8. Public engagement: Griffin and Handyside engage extensively with the public: Karyomapping (and PGD/S generally) has been incorporated into more than 50 public lectures in a wide range of public forums including Café Scientifique, Rotary Clubs, medical societies, prospective undergraduates, science fairs, schools, patient groups and webinars including one by Griffin for the American Chemical Society (http://acswebinars.org/designerbabies).

Sources to corroborate the impact

5.1: A report on the first clinical application of karyomapping for preimplantation genetic diagnosis of Gaucher Disease combined with 24 chromosome screening, presented at the 10th International Congress on Preimplantation Genetic Diagnosis and published as an abstract in Reproductive Biomedicine Online — 20. DOI:10.1016/S1472-6483(10) 62301-2.

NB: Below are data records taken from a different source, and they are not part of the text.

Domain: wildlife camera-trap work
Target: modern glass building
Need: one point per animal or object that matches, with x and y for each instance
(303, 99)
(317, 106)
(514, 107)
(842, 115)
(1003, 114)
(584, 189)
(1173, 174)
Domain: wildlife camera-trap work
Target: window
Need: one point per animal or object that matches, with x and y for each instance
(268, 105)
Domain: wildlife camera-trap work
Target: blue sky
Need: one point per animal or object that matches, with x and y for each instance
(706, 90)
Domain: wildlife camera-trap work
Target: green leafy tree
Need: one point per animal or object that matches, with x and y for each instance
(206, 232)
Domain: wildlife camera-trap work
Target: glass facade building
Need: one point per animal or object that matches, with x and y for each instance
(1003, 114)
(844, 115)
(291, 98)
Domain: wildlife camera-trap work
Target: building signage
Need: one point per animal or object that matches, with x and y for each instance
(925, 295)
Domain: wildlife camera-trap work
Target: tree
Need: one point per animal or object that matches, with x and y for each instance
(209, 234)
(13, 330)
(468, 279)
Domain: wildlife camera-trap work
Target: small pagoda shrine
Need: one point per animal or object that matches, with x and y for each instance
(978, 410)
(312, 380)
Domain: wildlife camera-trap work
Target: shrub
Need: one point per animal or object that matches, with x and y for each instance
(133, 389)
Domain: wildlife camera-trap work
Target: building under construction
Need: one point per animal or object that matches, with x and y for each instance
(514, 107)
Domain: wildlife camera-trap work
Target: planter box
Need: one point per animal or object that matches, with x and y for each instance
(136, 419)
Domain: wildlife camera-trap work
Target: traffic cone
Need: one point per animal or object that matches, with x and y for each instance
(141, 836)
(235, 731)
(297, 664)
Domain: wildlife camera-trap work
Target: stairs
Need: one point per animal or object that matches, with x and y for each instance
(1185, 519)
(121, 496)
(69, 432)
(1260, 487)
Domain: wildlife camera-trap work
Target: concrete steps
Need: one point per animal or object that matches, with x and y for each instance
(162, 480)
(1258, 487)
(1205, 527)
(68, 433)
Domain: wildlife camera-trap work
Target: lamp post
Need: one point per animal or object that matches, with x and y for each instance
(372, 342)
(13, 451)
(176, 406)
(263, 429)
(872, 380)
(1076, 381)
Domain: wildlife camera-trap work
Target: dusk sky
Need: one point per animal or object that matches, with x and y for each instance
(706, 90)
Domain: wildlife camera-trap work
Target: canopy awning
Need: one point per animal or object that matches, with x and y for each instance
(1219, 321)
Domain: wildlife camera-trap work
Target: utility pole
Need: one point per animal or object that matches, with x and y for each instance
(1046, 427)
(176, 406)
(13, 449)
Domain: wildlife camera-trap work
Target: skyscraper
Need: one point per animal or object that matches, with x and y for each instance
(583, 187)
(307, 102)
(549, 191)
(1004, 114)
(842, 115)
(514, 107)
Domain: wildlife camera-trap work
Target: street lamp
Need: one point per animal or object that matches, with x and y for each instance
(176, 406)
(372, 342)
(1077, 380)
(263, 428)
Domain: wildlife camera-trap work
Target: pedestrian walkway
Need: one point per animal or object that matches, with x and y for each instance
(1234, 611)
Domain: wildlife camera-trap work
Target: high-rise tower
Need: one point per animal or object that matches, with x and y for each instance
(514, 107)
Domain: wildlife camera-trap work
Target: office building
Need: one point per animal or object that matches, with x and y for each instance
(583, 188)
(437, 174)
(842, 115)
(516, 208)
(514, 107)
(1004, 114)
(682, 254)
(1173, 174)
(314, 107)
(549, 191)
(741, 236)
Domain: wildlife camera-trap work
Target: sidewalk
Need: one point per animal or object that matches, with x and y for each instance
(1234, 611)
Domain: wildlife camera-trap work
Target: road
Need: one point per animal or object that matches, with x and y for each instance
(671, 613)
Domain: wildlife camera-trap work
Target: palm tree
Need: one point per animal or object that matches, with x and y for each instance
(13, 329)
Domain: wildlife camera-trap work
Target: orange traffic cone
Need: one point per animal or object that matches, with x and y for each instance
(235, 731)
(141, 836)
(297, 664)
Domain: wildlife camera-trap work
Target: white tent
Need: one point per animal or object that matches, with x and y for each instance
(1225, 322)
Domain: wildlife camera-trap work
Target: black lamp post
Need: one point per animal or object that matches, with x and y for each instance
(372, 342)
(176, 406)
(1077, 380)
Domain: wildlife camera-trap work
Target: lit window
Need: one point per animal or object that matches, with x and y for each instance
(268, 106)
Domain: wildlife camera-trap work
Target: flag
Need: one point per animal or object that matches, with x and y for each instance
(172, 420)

5.2: Letter dated 19th September 2013 from a member of the Human Fertilisation and Embryology Authority (HFEA), confirming that the HFEA are currently assessing the impact of the Karyomapping technology.

5.3: Product details of Multistar 24FISH and Cytocell animal probes www.kreatech.com/rest/products/repeat-freetm-poseidontm-fish-probes/preimplantation-genetic-screening/multistar-24-fish.html and www.cytocell.co.uk/products/multiprobe/OctoChrome-Paints/

5.4: Patent "Chromosomal Analysis by Molecular Karyotyping"; describing the Karyomapping method of molecular karyotyping: US application publication no. 2008/0318235 European patent EP1951897B1; India patent application no. 2390/KOLNP/2008; Japanese patent publication no. JP5178525B2.

5.5: Press release dated 15th October 2010 confirming the acquisition by BlueGnome of the intellectual property for Karyomapping. See www.cambridgebluegnome.com/news/prof-alan-handyside-brings-his-karyomapping-to-bluegnome

5.6: "Success for JSR at University of Kent Innovation Awards"; a press release issued in Oct 2012 by JSR Genetics, one of the largest family-owned farming companies in the UK. See: www.jsrgenetics.com/news/success-for-jsr-at-university-of-kent-innovation-awards. The Director of Science and Technology at JSR Genetics can also confirm that his company has reconfigured its business model as a result of their collaborative work with Griffin.

5.7: Letters of support for the educational value of KaryoLab including one from the Head of Genomics, Genus plc, confirming that that his company's use of KaryoLabPorc has had a significant impact on the management of pig breeding programmes and increased the profitability of the company.

5.8: Article on the Digital Scientific UK web site highlighting the company's collaboration with the Griffin laboratory at Kent and the Griffin-supervised PhD students sponsored by the company. See www.dsuk.biz/DSUK/Collaborations.html.

5.9: Press release entitled "University of Kent shortlisted for two Times Higher Education Awards" confirming that the Karyomapping project was Research Project of the Year nominated for Times Higher Research Project of the Year (2010). www.kent.ac.uk/news/stories/timeshigherawards/2010

5.10: Example of press coverage of the potential of karyomapping technology: The Telegraph, Oct 2008 (www.telegraph.co.uk/health/3250003/Groundbreaking-test-will-screen-embryos-for-genetic-disorders.html).